Annualised inflation, then, had peaked at 500 billion percent in July 2008, according to the International Monetary Fund. Local official figures put the rate at 281 million percent.

But since reintroducing domestic currency in 2019, the Zimbabwe dollar exchange rate has depreciated significantly against major currencies, especially the US dollar.

Refloated at $2,5/US$1 the local unit now trades at over $127/US$1 on the formal market and nearly $200/US$1 on the parallel market. The volatility has seen many users preferring hard currency.
Used as a store of value and for importation of a number of products, the Zimbabwe dollar has struggled to gain market confidence and acceptance in the economy.

But the Government contends that dollarisation was a mistake that should not be repeated given the country’s limited capacity to generate foreign currency, which is in short supply.

Just over two years ago, the Government announced the reintroduction of local currency, espoused in a five year de-dollarisation roadmap, which culminated in latest measures by the Treasury.

Further, the interventions are also aimed at stemming illegal trade in foreign currency and the associated practices of indexing of prices of goods and services to black market exchange rates.
Continuation of the unlawful practices, the Treasury said, significantly contributed to price instability in the economy and imposed downside risk to macro-economic stability, domestic and international competitiveness.
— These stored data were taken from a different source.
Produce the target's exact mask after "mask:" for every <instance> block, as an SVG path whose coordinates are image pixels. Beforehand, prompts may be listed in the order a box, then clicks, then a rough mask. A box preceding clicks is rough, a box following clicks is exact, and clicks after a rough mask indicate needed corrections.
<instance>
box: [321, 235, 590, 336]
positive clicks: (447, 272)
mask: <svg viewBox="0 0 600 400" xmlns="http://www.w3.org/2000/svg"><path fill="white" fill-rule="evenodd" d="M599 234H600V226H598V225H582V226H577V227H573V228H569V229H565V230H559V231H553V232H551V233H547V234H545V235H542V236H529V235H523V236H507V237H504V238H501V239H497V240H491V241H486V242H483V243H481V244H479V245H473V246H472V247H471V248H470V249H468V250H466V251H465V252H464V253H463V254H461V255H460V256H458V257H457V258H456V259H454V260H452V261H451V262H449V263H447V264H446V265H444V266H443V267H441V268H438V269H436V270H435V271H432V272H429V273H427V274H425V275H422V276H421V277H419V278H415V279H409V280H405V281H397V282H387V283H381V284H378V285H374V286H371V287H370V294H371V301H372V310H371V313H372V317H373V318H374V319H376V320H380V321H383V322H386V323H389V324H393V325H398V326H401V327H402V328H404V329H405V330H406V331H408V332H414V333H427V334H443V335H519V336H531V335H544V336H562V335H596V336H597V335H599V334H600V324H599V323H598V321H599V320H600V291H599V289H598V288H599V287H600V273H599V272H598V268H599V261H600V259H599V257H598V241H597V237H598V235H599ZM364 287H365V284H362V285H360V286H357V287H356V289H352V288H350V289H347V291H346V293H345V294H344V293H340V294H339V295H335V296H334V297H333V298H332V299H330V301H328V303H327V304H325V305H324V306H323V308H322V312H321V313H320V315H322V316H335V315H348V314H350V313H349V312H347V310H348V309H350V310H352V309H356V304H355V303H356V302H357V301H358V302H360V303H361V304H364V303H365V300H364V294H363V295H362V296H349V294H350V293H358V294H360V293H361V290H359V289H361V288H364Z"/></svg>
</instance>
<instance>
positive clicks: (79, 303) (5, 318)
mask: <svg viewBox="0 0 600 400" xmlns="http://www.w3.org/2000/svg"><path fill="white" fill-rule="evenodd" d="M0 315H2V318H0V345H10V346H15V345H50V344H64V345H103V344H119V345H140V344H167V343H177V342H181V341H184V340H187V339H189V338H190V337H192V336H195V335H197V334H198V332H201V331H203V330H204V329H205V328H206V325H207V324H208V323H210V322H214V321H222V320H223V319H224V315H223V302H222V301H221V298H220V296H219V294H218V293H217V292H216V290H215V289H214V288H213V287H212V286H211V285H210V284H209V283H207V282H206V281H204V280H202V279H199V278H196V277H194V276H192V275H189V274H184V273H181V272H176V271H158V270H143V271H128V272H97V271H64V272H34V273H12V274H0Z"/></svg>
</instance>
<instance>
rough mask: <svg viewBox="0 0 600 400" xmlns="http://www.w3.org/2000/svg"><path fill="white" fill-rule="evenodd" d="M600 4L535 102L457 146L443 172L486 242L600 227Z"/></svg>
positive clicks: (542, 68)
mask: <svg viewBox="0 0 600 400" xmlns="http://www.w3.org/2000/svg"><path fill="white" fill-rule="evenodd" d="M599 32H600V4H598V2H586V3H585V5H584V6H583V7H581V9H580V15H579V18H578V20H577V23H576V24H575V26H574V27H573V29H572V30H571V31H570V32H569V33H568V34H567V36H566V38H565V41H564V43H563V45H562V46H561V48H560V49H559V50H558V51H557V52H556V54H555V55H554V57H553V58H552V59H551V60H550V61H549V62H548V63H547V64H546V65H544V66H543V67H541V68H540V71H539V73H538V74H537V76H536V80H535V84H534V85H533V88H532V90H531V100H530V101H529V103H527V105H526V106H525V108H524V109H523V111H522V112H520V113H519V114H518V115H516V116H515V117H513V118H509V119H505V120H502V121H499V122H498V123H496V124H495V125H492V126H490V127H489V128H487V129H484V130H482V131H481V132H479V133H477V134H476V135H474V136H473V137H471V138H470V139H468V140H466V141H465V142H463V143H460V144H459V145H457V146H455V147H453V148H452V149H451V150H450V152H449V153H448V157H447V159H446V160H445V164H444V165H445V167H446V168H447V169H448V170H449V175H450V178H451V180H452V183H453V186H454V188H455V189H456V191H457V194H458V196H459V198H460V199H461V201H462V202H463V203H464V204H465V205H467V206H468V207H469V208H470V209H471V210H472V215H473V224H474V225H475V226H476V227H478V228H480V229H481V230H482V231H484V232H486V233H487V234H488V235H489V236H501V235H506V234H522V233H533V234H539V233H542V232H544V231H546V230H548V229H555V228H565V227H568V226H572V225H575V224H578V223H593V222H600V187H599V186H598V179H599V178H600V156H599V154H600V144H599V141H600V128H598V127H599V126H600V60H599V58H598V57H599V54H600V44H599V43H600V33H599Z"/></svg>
The chief executive of one of the companies accused of demanding US dollars for their citrus based juice, which is popular both on the domestic and export markets, said it was not their policy to demand payment strictly in forex.

“We take payment in both Zimbabwe dollars and US dollars. In fact the balance is that we have 15 percent US dollars and 85 percent Zimbabwe dollars.

“We supply most supermarkets in the country and they all pay in Zimbabwe dollars, but we have had instances where we are out of stock due to Covid-19 impact on supply chains, sometimes shipments of raw materials are delayed,” he said.

The executive said stock issues may be the reason certain sections of the market may misconstrue unavailability of a certain product as reluctance to sell in Zimbabwe dollars.